Authentication can ascertain that an individual is who he/she claims to be, but it cannot check that the individual is acting without coercion from an adversary. Furthermore, an individual under coercion may “voluntarily” give away many authentication factors.
There are different kinds of coercion. One kind is where someone is holding you at gunpoint and demands that you perform certain actions. The other one is where there may be no immediate danger to your life, but you were made aware of what would happen to you or your interests (such as your family) in case you do not comply.
The way to deal with the former case is to limit the validity of authentication factors to a controlled environment where you can observe the people and ensure they are safe and not under direct threat.
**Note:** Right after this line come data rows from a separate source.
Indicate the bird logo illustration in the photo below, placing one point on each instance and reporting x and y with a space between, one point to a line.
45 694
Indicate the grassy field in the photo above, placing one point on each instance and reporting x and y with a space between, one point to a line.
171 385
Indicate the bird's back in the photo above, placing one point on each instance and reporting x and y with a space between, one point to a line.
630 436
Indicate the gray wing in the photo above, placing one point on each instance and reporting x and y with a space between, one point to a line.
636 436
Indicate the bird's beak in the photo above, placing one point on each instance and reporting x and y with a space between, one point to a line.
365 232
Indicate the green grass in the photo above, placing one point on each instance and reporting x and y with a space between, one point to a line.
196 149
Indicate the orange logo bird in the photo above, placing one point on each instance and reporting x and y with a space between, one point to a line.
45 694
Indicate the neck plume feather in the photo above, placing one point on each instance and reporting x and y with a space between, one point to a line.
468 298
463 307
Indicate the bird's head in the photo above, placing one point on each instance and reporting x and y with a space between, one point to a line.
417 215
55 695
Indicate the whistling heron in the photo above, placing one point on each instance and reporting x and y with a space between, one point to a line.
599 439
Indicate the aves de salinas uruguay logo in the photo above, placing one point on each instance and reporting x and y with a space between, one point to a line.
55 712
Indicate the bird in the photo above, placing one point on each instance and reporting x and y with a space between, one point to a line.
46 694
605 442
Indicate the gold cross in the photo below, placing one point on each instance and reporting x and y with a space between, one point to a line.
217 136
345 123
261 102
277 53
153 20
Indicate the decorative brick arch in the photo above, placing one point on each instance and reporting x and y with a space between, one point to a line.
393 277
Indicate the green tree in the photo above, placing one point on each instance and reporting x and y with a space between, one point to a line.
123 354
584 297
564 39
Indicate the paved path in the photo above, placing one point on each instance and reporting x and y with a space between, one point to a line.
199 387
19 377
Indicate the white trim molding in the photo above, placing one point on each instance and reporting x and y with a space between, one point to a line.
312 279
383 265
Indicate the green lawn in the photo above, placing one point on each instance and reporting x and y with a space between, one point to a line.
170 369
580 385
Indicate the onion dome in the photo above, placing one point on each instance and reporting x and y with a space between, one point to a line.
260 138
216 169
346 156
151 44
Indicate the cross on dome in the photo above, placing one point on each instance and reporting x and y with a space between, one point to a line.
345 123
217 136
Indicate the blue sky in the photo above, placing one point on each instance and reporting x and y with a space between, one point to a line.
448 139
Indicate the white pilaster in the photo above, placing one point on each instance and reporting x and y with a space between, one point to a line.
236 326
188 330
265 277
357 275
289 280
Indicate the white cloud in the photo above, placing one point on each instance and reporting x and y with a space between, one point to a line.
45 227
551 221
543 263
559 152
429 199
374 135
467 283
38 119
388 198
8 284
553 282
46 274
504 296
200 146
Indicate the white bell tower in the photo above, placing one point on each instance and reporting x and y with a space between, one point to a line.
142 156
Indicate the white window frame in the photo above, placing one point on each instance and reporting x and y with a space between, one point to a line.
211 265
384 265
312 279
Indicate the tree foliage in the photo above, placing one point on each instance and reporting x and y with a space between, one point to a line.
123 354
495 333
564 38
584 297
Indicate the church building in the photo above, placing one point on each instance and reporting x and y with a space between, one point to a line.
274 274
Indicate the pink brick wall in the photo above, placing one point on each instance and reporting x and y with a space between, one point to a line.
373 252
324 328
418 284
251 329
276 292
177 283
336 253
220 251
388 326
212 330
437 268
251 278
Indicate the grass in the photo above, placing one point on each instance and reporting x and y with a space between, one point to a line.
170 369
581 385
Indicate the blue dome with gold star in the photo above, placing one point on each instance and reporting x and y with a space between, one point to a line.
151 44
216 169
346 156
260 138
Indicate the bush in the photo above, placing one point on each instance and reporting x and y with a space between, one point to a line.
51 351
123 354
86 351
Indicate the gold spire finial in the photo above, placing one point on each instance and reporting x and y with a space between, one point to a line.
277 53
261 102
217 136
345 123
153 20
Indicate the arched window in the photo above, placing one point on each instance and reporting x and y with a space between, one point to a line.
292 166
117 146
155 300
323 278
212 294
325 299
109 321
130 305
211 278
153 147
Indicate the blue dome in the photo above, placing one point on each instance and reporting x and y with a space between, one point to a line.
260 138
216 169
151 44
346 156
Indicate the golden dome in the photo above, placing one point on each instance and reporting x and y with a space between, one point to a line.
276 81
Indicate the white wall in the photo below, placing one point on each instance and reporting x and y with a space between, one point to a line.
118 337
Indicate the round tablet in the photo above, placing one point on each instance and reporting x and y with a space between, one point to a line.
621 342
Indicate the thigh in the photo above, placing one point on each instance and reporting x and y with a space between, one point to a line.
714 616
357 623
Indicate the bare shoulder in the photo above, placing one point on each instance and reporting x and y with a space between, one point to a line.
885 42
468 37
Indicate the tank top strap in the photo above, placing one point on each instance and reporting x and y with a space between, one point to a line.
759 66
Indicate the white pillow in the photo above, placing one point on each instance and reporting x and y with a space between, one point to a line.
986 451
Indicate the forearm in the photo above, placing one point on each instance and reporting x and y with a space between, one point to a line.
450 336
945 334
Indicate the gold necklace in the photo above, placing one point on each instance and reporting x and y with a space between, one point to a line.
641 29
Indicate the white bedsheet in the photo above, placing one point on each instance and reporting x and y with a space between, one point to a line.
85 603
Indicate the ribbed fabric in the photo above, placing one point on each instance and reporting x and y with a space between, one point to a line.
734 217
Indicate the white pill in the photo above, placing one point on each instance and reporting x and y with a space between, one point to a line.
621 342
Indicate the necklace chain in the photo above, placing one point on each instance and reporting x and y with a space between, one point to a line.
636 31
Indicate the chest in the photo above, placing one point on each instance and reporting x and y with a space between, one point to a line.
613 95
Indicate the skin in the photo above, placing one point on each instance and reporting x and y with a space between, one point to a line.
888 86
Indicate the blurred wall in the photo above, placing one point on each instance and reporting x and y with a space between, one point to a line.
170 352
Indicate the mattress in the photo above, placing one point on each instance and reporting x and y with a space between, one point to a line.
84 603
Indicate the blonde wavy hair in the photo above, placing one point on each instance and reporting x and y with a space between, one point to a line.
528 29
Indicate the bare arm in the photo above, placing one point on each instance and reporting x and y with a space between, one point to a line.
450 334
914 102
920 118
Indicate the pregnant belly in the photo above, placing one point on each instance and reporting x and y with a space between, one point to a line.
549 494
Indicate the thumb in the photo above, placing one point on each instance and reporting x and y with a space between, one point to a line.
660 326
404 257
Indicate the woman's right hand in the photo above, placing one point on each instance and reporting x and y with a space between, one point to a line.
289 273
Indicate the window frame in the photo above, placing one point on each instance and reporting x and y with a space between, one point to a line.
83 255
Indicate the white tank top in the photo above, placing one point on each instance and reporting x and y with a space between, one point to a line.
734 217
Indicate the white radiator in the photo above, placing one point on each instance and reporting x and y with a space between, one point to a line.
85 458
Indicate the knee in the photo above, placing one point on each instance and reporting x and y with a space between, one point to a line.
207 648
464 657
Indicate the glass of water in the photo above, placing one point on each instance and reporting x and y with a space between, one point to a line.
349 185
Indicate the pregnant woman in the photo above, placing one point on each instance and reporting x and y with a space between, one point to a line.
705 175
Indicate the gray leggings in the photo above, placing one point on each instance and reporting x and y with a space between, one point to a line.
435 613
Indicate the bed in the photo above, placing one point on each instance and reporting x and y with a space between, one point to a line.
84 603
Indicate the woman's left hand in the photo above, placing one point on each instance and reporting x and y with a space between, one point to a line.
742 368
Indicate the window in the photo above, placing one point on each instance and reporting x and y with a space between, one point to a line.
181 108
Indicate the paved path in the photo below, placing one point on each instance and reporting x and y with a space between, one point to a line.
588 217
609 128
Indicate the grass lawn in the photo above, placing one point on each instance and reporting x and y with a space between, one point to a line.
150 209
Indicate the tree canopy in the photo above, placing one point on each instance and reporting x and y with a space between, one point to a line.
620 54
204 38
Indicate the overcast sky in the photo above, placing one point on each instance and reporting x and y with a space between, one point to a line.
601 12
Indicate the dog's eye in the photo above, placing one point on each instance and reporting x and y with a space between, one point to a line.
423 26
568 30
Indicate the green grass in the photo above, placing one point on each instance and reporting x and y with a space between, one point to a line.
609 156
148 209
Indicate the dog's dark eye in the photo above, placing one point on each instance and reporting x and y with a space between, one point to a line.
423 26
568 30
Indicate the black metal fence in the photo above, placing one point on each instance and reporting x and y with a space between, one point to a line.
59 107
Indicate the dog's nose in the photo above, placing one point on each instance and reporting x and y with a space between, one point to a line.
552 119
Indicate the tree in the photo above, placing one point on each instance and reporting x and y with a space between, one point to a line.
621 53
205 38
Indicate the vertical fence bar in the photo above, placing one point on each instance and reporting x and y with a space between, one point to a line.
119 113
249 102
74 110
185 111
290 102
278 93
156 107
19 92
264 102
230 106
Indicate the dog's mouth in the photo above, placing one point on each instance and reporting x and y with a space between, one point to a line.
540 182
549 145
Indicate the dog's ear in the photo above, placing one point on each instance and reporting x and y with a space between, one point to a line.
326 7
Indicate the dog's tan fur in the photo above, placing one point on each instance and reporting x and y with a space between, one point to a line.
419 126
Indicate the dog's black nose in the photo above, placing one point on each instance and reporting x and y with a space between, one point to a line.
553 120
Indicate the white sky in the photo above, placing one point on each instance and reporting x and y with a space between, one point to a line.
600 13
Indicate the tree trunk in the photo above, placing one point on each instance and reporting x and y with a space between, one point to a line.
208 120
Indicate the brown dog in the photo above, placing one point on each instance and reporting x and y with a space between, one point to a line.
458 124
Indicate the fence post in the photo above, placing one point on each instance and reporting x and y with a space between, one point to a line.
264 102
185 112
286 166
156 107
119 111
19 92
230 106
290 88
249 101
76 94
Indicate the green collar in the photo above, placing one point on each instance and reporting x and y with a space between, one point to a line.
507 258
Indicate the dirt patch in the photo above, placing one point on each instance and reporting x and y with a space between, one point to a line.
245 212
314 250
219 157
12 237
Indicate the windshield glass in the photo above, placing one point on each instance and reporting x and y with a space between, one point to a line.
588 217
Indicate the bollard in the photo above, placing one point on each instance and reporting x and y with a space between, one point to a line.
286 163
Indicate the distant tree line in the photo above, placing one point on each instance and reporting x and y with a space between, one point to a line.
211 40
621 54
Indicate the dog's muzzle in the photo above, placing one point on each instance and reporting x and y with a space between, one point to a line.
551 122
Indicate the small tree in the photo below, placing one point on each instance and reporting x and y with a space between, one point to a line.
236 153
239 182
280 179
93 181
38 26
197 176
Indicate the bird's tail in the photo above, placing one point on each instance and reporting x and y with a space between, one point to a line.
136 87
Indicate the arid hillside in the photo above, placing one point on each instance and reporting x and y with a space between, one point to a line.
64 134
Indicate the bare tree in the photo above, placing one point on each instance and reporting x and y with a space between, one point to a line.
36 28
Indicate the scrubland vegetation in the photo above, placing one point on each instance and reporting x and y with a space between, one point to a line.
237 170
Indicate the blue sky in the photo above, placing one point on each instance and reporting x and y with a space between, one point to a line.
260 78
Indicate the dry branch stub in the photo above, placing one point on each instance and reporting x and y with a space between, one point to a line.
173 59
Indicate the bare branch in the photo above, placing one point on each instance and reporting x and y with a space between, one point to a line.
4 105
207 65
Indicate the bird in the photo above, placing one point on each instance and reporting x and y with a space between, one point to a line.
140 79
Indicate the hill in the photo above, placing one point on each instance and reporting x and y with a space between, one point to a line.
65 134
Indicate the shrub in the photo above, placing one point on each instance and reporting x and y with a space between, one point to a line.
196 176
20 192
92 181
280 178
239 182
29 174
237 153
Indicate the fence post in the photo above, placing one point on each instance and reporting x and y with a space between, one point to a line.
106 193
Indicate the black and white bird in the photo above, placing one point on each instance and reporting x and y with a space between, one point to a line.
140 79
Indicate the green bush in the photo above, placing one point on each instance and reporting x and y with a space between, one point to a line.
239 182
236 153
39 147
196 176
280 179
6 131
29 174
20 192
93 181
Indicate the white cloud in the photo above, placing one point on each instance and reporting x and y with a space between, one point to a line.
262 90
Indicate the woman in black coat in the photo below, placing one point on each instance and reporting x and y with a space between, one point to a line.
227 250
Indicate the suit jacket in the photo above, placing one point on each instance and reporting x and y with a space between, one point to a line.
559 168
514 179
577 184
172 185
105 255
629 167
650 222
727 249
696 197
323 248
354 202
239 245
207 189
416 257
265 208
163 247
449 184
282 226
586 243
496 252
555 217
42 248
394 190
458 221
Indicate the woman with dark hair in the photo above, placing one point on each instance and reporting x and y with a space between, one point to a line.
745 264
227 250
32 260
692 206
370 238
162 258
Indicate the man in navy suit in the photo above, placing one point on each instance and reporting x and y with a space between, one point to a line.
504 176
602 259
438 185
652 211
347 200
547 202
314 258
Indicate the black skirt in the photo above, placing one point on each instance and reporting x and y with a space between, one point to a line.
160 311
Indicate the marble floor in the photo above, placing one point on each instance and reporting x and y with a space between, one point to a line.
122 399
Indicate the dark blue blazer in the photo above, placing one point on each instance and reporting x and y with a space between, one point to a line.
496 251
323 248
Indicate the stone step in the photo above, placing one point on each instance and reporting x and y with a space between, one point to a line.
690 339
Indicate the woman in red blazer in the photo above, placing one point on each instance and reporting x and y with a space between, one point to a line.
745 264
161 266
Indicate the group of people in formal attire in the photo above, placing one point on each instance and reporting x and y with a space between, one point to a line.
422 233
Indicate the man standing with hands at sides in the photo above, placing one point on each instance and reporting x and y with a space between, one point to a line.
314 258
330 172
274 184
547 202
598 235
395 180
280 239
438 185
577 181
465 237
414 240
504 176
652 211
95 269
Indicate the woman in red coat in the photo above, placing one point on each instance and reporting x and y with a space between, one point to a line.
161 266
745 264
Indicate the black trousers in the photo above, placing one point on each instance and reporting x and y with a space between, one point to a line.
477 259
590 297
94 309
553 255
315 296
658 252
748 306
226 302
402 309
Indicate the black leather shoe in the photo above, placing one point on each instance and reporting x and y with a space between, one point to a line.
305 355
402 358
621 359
The latter issue is far more complex. It is the bread and butter of “people in grey clothes”, and I am not going to even begin discussing this as (a) I am totally not an expert in this matter and (b) if you have to do these things then you are either an expert already or you are easy prey.
The bright future
The future is going to offer new challenges, and we can get a glimpse of this already.
For example, the wonderful feature of “what you know” factors is that they are in the human mind, and traditionally it has been difficult to extract them discreetly and without a person’s cooperation. However, as technology is advancing, first side-channel attacks against the human brain are becoming a reality. The tech is not yet there to steal PINs remotely and discreetly but are you going to bet against this happening in the next 5-10 years?
Another interesting vector is using sound as means of reconstructing the key presses and identifying the person who is doing the typing. Some inroads have already been made. You may argue that it may be difficult to pull that attack without bringing the recording equipment into a clean environment, and that is true. Just make sure people do not bring their personal backdoors with them.
Final words
I do believe that passwords are the bane of IT security, especially where stakes are at least moderately high. The introduction of face- and fingerprint-based authentication has lowered the security even more, while PIN-based unlock for computers and smartphones is a joke, aimed at making it easy for users to create an illusion of security while actually eroding that security.
If you do care about security and if you work in an organisation whose adversaries are powerful, well-equipped, and ruthless, you are almost out of valid options to perform even the basic sort of authentication as most of the commercially available solutions are aimed at simplicity and appearances rather than actual performance. The situation seems to be getting worse year after year.